Я много слышал лестных отзывов в своей жизни, но никогда ни одна похвала не доставляла мне такого удовольствия, как слова сотрудника одной газеты, издающейся в Глазго. Он слышал в Америке мою речь о гомруле и в своем отчете упомянул, что в Шотландии очень много говорят обо мне и моей семье и в особенности о моем деде, Томасе Моррисоне. «Каково же было мое удивление, – прибавляет он, – когда я увидел на ораторской трибуне живой портрет Томаса Моррисона! Так велико было сходство с ним его внука во всех отношениях».

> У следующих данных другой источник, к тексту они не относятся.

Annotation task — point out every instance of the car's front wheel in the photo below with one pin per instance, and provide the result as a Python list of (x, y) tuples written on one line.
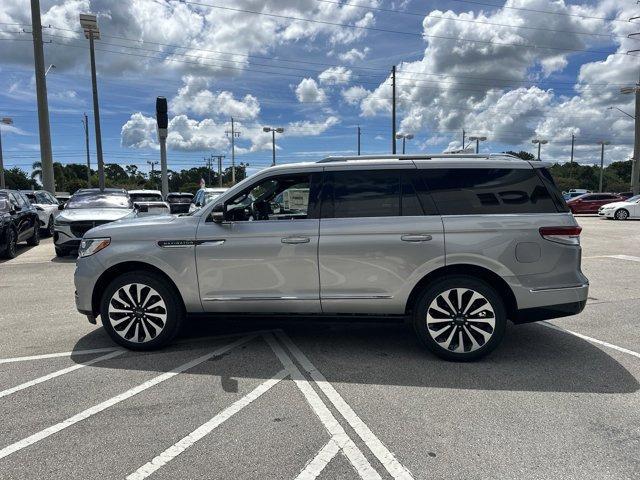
[(460, 318), (140, 311), (621, 214)]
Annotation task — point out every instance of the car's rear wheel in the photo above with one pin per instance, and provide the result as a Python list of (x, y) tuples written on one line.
[(621, 214), (140, 311), (460, 318), (12, 240), (34, 239)]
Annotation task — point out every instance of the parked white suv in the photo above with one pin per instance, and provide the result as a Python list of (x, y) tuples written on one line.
[(47, 207)]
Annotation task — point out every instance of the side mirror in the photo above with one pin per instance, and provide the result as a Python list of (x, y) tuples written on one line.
[(218, 213)]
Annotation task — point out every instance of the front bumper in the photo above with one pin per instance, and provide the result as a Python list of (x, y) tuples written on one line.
[(85, 277)]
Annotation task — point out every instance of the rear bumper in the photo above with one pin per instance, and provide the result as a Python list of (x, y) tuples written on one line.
[(545, 313)]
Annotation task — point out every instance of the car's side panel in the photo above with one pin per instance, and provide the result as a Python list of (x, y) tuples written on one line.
[(367, 267), (511, 246)]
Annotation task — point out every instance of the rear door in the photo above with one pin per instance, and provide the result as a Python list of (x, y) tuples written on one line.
[(376, 239)]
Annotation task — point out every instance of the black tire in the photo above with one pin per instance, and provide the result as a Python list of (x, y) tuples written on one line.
[(121, 325), (469, 326), (10, 250), (49, 228), (621, 214), (34, 239)]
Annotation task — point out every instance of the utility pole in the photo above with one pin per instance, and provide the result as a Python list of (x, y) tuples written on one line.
[(234, 135), (153, 164), (393, 109), (602, 143), (219, 158), (573, 141), (46, 157), (89, 24), (85, 122)]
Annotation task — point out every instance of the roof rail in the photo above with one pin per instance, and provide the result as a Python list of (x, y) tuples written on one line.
[(349, 158)]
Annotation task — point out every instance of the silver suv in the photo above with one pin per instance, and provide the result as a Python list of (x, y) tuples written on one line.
[(457, 244)]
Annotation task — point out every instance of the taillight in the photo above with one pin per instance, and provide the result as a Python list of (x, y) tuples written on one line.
[(565, 235)]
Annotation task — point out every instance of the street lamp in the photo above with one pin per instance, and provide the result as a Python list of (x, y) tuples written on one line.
[(635, 165), (273, 139), (89, 24), (539, 141), (602, 143), (4, 121), (404, 137), (477, 140)]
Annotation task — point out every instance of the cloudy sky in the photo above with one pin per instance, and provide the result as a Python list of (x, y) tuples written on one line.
[(511, 71)]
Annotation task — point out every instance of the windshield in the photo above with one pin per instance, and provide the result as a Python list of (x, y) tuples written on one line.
[(145, 197), (99, 200)]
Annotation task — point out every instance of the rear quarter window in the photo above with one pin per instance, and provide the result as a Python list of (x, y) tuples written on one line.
[(477, 191)]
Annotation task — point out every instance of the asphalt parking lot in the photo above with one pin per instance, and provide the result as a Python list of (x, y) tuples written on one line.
[(278, 398)]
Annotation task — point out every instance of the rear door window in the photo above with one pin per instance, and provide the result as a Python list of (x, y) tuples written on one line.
[(375, 193), (475, 191)]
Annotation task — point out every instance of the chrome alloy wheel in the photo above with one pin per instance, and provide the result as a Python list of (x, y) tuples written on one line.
[(460, 320), (137, 312)]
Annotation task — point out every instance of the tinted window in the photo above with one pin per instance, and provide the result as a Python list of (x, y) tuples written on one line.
[(488, 191), (98, 200), (380, 193)]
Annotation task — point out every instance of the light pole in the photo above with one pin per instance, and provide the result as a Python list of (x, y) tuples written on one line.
[(635, 165), (89, 24), (539, 141), (4, 121), (85, 122), (477, 140), (602, 143), (273, 139), (404, 137)]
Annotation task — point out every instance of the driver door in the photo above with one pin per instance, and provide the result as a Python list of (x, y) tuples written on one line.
[(264, 257)]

Мое замечательное сходство с дедом не подлежит, впрочем, никакому сомнению. Я не могу вспомнить, видел ли его когда-нибудь, но хорошо помню, что когда мне было уже двадцать семь лет и я в первый раз вернулся в Данфермлин, большие черные глаза моего дядюшки Байли Моррисона, сидевшего возле меня на диване, вдруг наполнились слезами. Он был так взволнован, что не мог выговорить ни слова и выбежал из комнаты. Спустя несколько минут он вернулся и объяснил, что во мне есть нечто напоминающее ему отца, и это сходство то появляется, то исчезает. Он не мог уяснить, в чем оно, собственно, заключается, но, по-видимому, мои движения порой напоминали ему отца. Моя мать тоже замечала это сходство. Мой дед Моррисон был женат на мисс Ходж из Эдинбурга, прекрасно образованной и воспитанной девушке, занимавшей хорошее положение в обществе. Она рано умерла. Тогда дед жил в хороших условиях. Он торговал кожей и был директором кожевенного завода в Данфермлине. Но мир, заключенный после битвы при Ватерлоо, разорил его, как и тысячи других. Поэтому младшие дети в семье жили уже в худших условиях, и только старший сын, мой дядя Байли, был воспитан в некоторой роскоши и даже имел собственного пони для верховой езды.